A key provision known as the “Volcker Rule” limits proprietary trading, a lucrative practice that can account for 10 percent of revenue for big banks and allows for deposits to be traded on the bank’s own accounts.
The rule, which is to go into force in July next year, aims to avoid speculation on individuals’ deposits that are guaranteed by the US federal government.
To conform to the rule, JPMorgan, Morgan Stanley and Goldman Sachs sold in recent months their highly lucrative proprietary trading operations.
Most traders “have no choice. They have been forced to leave,” Rafferty Capital Markets analyst Richard Bove said. “The funds available to trade with have been cut off because of the Volcker Rule. Traders are in a very difficult position; they have been pushed out of business.”

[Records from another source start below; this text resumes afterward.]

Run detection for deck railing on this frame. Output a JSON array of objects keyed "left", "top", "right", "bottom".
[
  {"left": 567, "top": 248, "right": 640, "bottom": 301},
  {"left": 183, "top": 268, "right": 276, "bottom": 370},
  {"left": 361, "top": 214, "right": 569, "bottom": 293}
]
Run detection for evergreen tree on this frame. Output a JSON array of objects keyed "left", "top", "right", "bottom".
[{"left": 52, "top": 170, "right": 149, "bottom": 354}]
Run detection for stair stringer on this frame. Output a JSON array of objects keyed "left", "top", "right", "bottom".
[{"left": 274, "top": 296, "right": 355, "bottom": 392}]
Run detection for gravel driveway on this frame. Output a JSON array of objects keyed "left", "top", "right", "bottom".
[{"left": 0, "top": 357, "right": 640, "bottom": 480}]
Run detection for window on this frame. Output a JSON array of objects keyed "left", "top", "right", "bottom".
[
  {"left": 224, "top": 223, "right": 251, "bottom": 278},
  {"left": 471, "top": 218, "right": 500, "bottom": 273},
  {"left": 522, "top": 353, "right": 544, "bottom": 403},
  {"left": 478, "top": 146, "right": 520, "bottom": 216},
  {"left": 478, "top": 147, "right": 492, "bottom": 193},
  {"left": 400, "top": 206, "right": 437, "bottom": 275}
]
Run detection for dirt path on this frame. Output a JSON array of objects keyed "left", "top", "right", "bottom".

MorningStar analyst Michael Wong said that “some of the pay packages have been limited over the years in big banks. There has been scrutiny over investment bankers’ pay.”
At hedge funds, “compensation is a lot better as well, hedge funds offer them better pay and less regulation,” Wong said.
James Levin, head of global credit for Och-Ziff Capital Management Group, made US$119 million last year — more than the income of the bosses of the six biggest US banks combined (US$108.7 million), market documents show.
The 31-year-old gained notoriety in 2012 by making more than US$7.5 billion in structured credit debt products.
Cavanagh will be paid US$39 million at Carlyle, more than twice his JPMorgan earnings, but money is not the only reason so many bankers and traders are leaving the big banks.
There is also growing public outrage at bankers seen as ruthless and ready to break the law amid a series of scandals.
US banks have paid more than US$90 billion in financial fines for missteps and mistakes linked to the crisis.